Office conditions leave room for improvement

This in from the L.A. Times: Filthy bathroom facilities and extreme office temperatures are most common gripes of unhappy workers:
"Forget salaries, expense accounts or keys to the executive washroom. Employee loyalty is won or lost over the cleanliness of the bathrooms and the amount of sticky goo on the carpet."
Citing a recently-conducted survey of 500 workers by Blumberg Capital Partners, Los Angeles Times Staff Writer Molly Selvin reports that "More than three quarters of those polled said the overall condition of their offices affected how they viewed their employer and whether they were likely to stay in their jobs."

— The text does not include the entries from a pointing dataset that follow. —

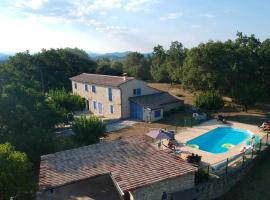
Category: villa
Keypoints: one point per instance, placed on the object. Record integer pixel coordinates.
(121, 97)
(130, 169)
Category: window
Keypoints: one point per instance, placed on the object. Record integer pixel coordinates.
(110, 94)
(134, 92)
(86, 88)
(137, 92)
(157, 113)
(94, 104)
(111, 109)
(94, 88)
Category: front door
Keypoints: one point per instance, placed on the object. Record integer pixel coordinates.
(100, 108)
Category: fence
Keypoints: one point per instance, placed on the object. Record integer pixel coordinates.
(235, 163)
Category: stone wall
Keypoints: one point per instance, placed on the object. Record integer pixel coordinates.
(127, 91)
(100, 96)
(154, 191)
(216, 187)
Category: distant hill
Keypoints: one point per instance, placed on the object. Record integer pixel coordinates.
(4, 57)
(112, 56)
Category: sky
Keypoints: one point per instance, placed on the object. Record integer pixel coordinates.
(126, 25)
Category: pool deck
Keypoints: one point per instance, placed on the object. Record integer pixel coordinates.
(190, 133)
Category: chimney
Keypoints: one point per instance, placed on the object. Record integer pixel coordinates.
(125, 76)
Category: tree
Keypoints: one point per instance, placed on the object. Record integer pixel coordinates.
(264, 67)
(136, 65)
(246, 75)
(174, 61)
(207, 67)
(16, 176)
(158, 66)
(55, 66)
(210, 100)
(64, 102)
(27, 122)
(117, 67)
(88, 130)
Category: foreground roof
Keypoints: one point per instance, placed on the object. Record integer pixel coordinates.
(132, 162)
(156, 100)
(99, 79)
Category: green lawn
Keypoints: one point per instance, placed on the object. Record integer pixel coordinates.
(255, 185)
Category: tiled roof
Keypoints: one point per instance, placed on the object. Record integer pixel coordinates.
(132, 162)
(99, 79)
(156, 100)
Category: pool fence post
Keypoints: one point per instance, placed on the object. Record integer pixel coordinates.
(227, 166)
(243, 161)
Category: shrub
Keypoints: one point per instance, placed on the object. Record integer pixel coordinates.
(88, 130)
(15, 174)
(65, 102)
(209, 101)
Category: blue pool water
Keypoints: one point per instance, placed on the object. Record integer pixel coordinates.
(219, 140)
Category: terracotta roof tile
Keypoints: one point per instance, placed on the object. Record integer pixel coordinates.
(99, 79)
(154, 101)
(132, 162)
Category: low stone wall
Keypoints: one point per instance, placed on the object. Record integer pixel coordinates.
(216, 187)
(155, 190)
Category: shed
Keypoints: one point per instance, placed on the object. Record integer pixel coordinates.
(152, 107)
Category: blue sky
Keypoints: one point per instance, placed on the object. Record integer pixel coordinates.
(126, 25)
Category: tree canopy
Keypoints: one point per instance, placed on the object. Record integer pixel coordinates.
(16, 176)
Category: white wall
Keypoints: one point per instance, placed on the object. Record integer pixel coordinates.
(127, 91)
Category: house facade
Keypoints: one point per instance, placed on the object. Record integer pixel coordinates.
(130, 169)
(111, 97)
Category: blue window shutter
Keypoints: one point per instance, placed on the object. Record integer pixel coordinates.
(94, 88)
(157, 113)
(94, 104)
(110, 94)
(111, 108)
(139, 92)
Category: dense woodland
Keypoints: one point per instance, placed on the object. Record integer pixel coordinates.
(33, 88)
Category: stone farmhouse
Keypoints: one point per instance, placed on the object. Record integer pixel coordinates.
(122, 97)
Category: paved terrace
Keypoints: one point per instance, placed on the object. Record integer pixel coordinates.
(185, 135)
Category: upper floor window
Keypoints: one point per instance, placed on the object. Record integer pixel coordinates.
(94, 88)
(86, 88)
(137, 92)
(94, 104)
(110, 94)
(157, 113)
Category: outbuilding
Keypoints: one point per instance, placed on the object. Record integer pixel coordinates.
(152, 107)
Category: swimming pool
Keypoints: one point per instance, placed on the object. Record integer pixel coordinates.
(219, 140)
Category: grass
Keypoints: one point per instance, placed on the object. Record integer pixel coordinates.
(255, 185)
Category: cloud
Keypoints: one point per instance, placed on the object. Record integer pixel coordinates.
(33, 4)
(208, 15)
(170, 16)
(103, 13)
(138, 5)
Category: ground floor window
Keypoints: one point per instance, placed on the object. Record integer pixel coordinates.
(111, 109)
(157, 113)
(94, 104)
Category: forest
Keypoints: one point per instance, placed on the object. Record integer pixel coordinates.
(238, 68)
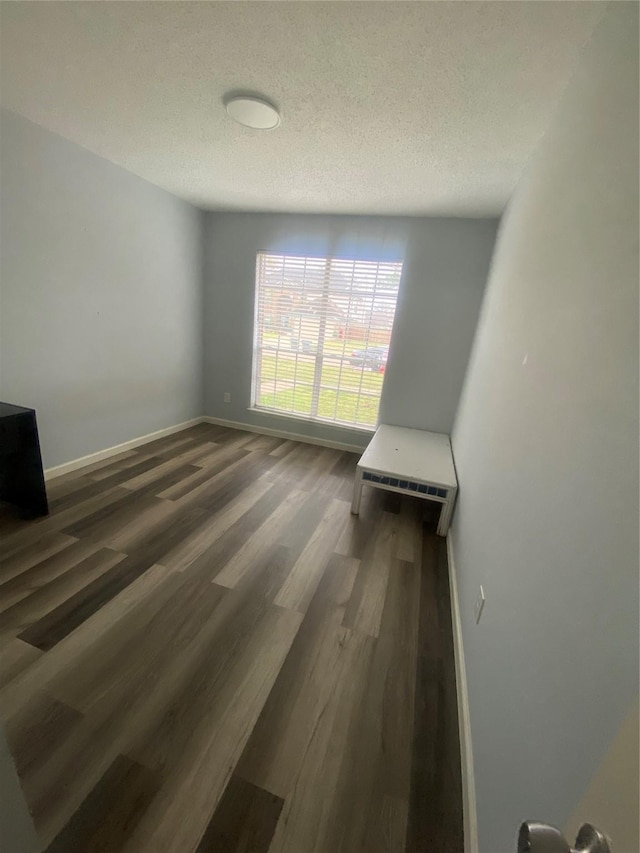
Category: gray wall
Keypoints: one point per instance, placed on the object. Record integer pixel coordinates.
(100, 296)
(17, 832)
(446, 264)
(546, 445)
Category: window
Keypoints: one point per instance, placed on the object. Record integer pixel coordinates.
(322, 333)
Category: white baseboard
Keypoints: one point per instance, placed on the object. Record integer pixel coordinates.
(281, 433)
(74, 464)
(464, 723)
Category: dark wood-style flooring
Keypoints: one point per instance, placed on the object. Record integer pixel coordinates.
(203, 650)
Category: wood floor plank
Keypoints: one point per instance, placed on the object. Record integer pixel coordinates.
(245, 549)
(44, 572)
(214, 526)
(299, 587)
(65, 618)
(15, 658)
(244, 821)
(31, 554)
(44, 723)
(200, 777)
(306, 686)
(85, 644)
(111, 812)
(435, 813)
(364, 612)
(37, 607)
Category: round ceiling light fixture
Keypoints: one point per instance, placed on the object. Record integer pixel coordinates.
(252, 111)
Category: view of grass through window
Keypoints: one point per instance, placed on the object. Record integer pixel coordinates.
(322, 334)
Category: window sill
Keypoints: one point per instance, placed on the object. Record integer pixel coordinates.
(290, 416)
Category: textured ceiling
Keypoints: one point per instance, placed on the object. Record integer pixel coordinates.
(398, 108)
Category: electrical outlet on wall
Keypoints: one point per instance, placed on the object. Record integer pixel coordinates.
(479, 605)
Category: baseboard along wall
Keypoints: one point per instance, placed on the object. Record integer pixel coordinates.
(464, 721)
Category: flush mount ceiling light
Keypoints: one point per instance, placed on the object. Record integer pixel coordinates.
(252, 112)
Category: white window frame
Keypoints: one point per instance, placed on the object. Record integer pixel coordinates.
(320, 355)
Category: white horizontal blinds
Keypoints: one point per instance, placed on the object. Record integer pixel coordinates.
(323, 327)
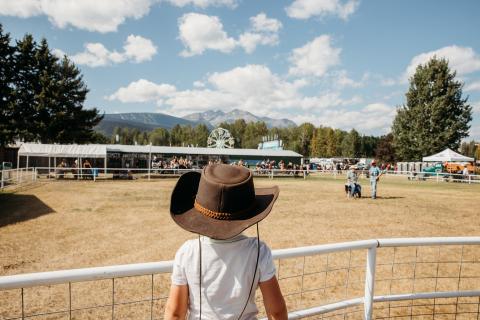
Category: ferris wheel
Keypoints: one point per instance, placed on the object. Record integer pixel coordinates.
(220, 138)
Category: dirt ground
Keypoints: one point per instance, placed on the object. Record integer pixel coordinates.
(63, 225)
(75, 224)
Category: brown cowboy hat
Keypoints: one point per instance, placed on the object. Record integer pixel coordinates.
(220, 202)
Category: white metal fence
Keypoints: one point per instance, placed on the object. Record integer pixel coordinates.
(26, 175)
(17, 177)
(408, 278)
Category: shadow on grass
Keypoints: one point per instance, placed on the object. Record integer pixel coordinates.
(383, 198)
(21, 207)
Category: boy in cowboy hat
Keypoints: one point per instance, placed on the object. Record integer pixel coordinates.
(215, 277)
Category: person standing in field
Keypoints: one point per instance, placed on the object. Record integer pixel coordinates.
(215, 276)
(374, 173)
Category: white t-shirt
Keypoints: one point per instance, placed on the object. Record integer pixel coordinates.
(227, 274)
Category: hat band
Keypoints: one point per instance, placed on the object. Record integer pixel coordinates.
(221, 215)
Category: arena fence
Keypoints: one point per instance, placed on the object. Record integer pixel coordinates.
(408, 278)
(19, 177)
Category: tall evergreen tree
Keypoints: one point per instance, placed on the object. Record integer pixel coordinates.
(7, 70)
(72, 123)
(385, 152)
(26, 83)
(435, 115)
(47, 95)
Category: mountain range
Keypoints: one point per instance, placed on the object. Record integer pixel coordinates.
(215, 117)
(144, 121)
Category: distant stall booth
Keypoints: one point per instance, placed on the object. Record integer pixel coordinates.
(136, 156)
(128, 156)
(52, 155)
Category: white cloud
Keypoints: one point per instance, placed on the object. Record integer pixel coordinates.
(464, 60)
(20, 8)
(474, 86)
(476, 107)
(343, 80)
(204, 3)
(199, 32)
(256, 89)
(93, 15)
(142, 91)
(263, 31)
(253, 88)
(261, 23)
(305, 9)
(198, 84)
(136, 49)
(315, 58)
(139, 49)
(375, 117)
(58, 53)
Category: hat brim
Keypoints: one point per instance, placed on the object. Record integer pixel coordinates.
(184, 214)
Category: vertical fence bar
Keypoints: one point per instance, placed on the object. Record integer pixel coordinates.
(23, 306)
(151, 304)
(70, 300)
(113, 298)
(369, 283)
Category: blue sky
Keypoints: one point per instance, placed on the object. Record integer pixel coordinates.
(340, 63)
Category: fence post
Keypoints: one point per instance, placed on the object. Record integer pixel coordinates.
(369, 283)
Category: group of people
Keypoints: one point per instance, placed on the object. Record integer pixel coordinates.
(354, 190)
(79, 171)
(266, 166)
(174, 163)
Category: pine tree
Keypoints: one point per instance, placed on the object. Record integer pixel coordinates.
(47, 95)
(7, 70)
(385, 152)
(72, 123)
(26, 82)
(435, 115)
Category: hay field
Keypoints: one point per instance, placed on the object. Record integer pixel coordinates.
(63, 225)
(74, 224)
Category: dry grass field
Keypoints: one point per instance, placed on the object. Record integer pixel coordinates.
(75, 224)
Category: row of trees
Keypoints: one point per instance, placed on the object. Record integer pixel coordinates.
(41, 97)
(305, 139)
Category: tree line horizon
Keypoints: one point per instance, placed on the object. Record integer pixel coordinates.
(42, 100)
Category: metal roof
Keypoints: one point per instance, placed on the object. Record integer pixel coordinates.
(202, 151)
(100, 150)
(63, 150)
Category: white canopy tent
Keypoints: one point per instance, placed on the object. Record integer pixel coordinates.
(61, 151)
(447, 155)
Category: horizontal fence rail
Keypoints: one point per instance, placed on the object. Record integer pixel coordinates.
(28, 175)
(378, 278)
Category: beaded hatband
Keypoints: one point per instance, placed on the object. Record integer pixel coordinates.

In a January 23, 2006 blog posting titled, How DO You Motivate Employees? I talked about Frederick Herzberg's notion of hygiene factors* - things related to the job context, or environment, that don't necessarily motivate people by their presence, but almost always demotivate by their absence. Some of the hygiene factors cited included:
  • company policy and administration
  • quality of supervision
  • relationship with supervisor
  • work conditions
  • salary
  • relationship with peers
  • relationship with subordinates
  • status
  • security

Like chlorine in a swimming pool, the presence of hygiene factors don't necessarily make anyone feel more healthy (or even more motivated), but their absence will likely make people feel less healthy, and, as this article concludes, surely less motivated.

And now we can add the bathroom cleanliness to the list of literal - and figurative - workplace hygiene factors.


*In contrast to hygiene factors, Herzberg identified what he called, true motivators - things that really do motivate employees - that are typically related to one's job content, like achievement, recognition, the work itself, responsibility, opportunity for advancement, and growth.)